Bios: Mohamed Nanabhay was the head of online at Al Jazeera English where he led the team that produced the award winning coverage of the Arab revolutions in 2011. During his tenure, the website saw a colossal increase in traffic and was recognized by the Online News Association for general excellence in online journalism. Previously he founded Al Jazeera’s new media group, which focused on engaging audiences through social media and emerging technologies. Nanabhay studied computer science and history at the University of the Witwatersrand in Johannesburg and has a master’s degree in international relations (with distinction) from the University of Cambridge.
 
Haroon Meer founded Thinkst, a company that solves complex problems through applied research for Fortune 500 companies and leading social networking and media companies. Previously he was the technical director of Sensepost, an information security company that was acquired by SecureData in 2007. Over the past decade and a half he has contributed to several books, tools and papers on breaking things before mending his ways and building tools to extract the signal from the noise.
 
Award: $320,000
Winner: Andrew Lewman and Karen Reilly of Tor Project
Twitter: @torproject, @akareilly
 
Summary: With world press freedom threatened, journalists and their sources are often monitored by governments, criminal organizations and others who track their mobile and online communication to see who is talking to the press. To help protect reporters and their sources, The Tor Project will use its vast network of volunteers to create a tool kit for journalists. The kit will include The Tor Project’s secure Web browser and anonymous upload utility, along with new tools and training videos.
 
Bio: Karen Reilly is development director at The Tor Project, where she is responsible for fund raising, advocacy, general marketing and policy outreach programs. Tor is software and a volunteer network that enables people to circumvent censorship and guard their privacy online.

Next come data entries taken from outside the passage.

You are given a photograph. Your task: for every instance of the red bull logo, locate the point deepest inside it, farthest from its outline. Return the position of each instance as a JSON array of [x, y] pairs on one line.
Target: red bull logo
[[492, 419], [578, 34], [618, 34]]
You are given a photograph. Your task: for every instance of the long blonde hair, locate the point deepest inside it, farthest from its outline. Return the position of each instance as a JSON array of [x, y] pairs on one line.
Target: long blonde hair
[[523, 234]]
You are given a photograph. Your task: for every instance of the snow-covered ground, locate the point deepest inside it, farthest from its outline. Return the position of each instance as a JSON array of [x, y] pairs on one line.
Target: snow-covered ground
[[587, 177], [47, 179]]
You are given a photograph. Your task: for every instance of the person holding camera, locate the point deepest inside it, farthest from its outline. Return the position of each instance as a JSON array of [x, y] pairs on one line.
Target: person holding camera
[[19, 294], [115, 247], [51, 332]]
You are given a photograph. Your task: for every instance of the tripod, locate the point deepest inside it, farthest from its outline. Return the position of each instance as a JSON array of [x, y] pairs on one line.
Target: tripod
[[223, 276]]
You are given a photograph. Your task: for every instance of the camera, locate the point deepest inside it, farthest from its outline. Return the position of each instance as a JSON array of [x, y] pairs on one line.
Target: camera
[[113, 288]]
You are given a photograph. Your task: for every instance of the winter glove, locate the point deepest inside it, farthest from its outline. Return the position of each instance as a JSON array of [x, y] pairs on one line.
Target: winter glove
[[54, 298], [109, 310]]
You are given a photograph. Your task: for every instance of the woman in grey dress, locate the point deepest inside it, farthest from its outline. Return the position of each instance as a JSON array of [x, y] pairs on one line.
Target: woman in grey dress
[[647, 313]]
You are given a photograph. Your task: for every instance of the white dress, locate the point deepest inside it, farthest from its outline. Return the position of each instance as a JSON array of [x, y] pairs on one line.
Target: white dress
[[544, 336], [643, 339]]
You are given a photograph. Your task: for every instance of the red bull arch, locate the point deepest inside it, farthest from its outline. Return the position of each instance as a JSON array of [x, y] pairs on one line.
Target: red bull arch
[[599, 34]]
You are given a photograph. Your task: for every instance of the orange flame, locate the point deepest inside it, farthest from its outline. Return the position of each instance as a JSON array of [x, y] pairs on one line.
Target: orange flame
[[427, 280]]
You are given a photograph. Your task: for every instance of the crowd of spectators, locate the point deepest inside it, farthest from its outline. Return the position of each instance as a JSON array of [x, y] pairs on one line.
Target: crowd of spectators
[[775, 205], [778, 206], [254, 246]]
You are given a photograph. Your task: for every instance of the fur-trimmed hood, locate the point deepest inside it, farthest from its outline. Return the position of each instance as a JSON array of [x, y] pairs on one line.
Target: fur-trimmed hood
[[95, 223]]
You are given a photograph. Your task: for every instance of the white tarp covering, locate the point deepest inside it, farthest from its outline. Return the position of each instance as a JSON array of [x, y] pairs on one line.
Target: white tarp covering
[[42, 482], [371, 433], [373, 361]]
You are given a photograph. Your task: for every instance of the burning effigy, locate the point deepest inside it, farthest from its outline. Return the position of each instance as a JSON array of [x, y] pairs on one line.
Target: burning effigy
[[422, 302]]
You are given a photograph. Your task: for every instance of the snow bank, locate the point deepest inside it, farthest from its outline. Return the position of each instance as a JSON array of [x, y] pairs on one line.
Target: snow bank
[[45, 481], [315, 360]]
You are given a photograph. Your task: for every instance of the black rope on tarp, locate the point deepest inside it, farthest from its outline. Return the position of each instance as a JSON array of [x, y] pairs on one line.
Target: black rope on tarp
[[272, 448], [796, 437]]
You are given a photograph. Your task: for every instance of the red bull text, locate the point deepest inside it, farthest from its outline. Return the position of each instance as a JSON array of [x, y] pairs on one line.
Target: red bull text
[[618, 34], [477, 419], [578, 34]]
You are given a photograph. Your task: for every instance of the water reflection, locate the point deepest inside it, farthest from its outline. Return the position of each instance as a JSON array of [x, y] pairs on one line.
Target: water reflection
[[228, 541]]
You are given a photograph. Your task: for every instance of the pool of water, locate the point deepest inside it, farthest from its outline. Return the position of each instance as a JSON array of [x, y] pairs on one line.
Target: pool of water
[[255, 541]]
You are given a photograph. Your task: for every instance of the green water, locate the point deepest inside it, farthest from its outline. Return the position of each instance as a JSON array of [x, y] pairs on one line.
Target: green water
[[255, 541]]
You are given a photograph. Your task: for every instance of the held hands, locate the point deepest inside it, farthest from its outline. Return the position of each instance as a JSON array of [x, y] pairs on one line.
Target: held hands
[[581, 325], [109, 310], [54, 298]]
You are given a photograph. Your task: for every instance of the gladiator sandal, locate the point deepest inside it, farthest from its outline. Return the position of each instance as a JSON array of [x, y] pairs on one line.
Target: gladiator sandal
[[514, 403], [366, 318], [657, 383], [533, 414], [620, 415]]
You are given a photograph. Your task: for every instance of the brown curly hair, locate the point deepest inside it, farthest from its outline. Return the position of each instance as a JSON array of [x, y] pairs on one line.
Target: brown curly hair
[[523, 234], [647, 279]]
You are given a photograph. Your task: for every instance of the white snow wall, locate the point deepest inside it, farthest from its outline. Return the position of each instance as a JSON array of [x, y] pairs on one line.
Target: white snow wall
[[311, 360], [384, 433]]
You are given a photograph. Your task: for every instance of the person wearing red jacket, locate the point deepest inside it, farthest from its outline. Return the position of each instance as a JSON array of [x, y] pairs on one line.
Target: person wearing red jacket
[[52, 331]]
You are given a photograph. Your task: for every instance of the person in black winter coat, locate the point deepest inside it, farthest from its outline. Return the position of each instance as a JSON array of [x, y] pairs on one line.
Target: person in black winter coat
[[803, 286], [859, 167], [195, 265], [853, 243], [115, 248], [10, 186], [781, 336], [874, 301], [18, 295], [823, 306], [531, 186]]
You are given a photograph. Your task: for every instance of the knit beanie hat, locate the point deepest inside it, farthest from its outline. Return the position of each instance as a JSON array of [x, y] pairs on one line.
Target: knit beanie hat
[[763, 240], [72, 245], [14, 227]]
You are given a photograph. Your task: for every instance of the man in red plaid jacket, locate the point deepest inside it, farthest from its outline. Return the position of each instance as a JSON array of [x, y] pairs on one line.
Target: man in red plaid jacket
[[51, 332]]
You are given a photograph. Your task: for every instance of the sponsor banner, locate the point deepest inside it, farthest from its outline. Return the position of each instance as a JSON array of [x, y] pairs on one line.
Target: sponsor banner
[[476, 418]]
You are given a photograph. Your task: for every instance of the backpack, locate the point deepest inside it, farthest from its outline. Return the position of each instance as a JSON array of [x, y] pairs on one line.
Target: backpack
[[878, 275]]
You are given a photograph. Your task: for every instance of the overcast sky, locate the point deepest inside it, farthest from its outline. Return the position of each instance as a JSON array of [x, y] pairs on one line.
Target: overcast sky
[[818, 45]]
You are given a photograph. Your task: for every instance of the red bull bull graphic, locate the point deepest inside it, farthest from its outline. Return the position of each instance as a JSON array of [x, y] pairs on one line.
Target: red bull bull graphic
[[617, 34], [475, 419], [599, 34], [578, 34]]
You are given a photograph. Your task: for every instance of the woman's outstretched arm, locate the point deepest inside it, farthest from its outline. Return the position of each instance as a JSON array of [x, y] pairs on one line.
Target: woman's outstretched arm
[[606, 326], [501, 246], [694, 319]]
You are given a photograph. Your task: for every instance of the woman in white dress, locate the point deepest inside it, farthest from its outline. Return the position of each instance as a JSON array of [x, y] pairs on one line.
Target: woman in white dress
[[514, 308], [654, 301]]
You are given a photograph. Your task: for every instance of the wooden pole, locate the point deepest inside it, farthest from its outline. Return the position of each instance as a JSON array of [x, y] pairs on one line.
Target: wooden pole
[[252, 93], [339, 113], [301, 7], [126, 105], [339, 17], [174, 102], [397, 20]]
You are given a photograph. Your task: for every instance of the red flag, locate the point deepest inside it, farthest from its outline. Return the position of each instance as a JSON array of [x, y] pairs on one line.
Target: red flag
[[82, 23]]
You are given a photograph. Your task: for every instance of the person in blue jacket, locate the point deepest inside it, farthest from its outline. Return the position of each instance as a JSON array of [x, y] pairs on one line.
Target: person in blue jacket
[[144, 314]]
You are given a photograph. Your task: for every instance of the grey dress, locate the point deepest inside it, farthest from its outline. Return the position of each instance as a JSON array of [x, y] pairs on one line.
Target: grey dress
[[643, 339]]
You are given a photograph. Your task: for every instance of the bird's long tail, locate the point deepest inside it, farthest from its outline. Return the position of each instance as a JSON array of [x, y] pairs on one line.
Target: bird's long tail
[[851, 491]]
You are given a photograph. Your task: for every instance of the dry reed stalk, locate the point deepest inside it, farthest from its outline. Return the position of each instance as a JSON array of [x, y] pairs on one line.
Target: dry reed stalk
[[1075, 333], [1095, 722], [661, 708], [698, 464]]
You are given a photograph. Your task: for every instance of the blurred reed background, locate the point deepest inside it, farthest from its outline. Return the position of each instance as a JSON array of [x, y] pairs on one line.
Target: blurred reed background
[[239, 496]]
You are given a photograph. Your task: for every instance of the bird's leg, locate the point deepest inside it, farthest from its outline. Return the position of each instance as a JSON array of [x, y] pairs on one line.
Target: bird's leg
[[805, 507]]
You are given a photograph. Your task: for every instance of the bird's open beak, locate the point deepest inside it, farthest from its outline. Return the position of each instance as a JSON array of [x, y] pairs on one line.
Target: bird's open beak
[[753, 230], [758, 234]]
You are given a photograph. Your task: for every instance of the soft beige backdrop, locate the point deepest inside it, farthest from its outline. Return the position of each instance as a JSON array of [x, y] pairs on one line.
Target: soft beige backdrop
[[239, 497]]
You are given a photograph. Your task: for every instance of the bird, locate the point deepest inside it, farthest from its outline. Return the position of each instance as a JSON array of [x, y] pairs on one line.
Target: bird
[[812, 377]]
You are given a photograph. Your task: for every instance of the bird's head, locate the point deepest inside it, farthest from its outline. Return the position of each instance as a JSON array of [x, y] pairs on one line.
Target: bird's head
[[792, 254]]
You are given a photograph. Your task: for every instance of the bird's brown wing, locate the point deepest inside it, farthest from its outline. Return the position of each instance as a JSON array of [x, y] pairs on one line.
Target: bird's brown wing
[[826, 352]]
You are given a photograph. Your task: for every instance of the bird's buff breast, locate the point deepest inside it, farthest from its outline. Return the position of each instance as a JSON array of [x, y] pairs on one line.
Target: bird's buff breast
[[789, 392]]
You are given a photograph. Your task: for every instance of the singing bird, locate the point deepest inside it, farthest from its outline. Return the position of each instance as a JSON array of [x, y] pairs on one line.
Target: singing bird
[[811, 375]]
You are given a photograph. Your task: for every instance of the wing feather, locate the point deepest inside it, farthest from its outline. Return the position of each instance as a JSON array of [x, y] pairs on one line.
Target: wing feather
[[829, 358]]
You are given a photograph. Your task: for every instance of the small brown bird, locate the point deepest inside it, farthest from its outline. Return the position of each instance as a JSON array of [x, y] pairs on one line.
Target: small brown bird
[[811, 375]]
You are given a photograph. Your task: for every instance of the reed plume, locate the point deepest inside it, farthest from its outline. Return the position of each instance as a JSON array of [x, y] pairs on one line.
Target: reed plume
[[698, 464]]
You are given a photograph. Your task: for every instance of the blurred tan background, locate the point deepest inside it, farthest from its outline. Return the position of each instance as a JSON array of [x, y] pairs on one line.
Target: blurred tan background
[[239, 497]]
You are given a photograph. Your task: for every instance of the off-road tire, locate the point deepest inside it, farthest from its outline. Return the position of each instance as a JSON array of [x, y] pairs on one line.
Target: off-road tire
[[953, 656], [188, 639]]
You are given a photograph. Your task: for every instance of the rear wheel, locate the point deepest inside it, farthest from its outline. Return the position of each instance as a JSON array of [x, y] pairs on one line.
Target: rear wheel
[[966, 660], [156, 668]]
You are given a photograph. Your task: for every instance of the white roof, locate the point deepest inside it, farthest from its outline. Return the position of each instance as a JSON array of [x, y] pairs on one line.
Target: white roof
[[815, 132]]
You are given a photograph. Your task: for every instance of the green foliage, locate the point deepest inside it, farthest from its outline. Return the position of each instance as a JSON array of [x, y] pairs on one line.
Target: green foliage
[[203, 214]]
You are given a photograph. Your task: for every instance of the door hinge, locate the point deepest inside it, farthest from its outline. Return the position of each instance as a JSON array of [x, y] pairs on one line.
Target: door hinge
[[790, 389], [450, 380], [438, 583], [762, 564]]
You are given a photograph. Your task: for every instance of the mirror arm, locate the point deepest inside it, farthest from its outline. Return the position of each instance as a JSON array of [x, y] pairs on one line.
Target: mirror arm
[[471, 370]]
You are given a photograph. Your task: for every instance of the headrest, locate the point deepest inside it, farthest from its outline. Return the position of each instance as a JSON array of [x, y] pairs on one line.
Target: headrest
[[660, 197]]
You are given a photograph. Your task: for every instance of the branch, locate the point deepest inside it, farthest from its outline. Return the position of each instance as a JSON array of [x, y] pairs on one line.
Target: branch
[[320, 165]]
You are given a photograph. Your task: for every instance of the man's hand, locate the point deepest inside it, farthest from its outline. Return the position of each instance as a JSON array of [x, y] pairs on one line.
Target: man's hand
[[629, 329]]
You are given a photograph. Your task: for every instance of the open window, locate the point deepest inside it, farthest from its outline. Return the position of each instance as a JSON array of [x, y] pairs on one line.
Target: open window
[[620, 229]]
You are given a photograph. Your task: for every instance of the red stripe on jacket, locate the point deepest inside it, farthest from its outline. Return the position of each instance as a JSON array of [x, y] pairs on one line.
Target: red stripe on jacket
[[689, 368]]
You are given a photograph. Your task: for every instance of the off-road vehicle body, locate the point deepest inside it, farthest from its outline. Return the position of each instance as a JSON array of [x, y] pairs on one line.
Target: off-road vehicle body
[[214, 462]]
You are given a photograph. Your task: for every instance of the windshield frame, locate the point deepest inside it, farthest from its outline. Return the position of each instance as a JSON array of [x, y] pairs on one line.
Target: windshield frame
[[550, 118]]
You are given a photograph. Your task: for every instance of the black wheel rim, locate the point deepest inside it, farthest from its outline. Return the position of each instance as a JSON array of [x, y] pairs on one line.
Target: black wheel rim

She studied government and international politics at George Mason University.
 
Andrew Lewman is executive director of The Tor Project, a nonprofit organization providing research and free software that protects online privacy and anonymity. Lewman manages The Tor Project’s business operations, customer support, law enforcement liaison and advocacy roles and serves on its board of directors. He has helped Tor grow from a small group of volunteers to a successful company with a global reach and thousands of volunteers. He has worked on projects with the National Science Foundation, Internews Network, Freedom House, Google, Broadcasting Board of Governors, National Network to End Domestic Violence, U.S. Department of Defense and U.S. State Department.
 
Award: *undisclosed
Winners: Adriano Farano and Jonathan Lundell
Twitter: @watchup, @farano
 
Summary: Watchup is an iPad application that will help people find high-quality news videos. While identifying relevant content is often time-consuming, Watchup speeds the process with a curated playlist that aggregates news reports from a variety of networks into a simple interface. The service plans to sustain itself by selling video advertising on the site. Watchup will partner with major media organizations in the United States.
 
Bios: Adriano Farano is the CEO and cofounder of Watchup. A passionate entrepreneur with a 12-year background in the news business, Farano fell in love with tablets during his 2010-11 Knight Fellowship at Stanford where he researched new ways to augment the news experience on mobile devices.
 
Jonathan Lundell is the CTO and cofounder of Watchup. Lundell is an experienced and versatile hardware and software architect with a passion for iOS. An active contributor to the award-winning Python framework Web2py, he coauthored the book Web2py Application Development Cookbook.
 
*In line with standard venture-capital practices, the funding amounts are not being disclosed.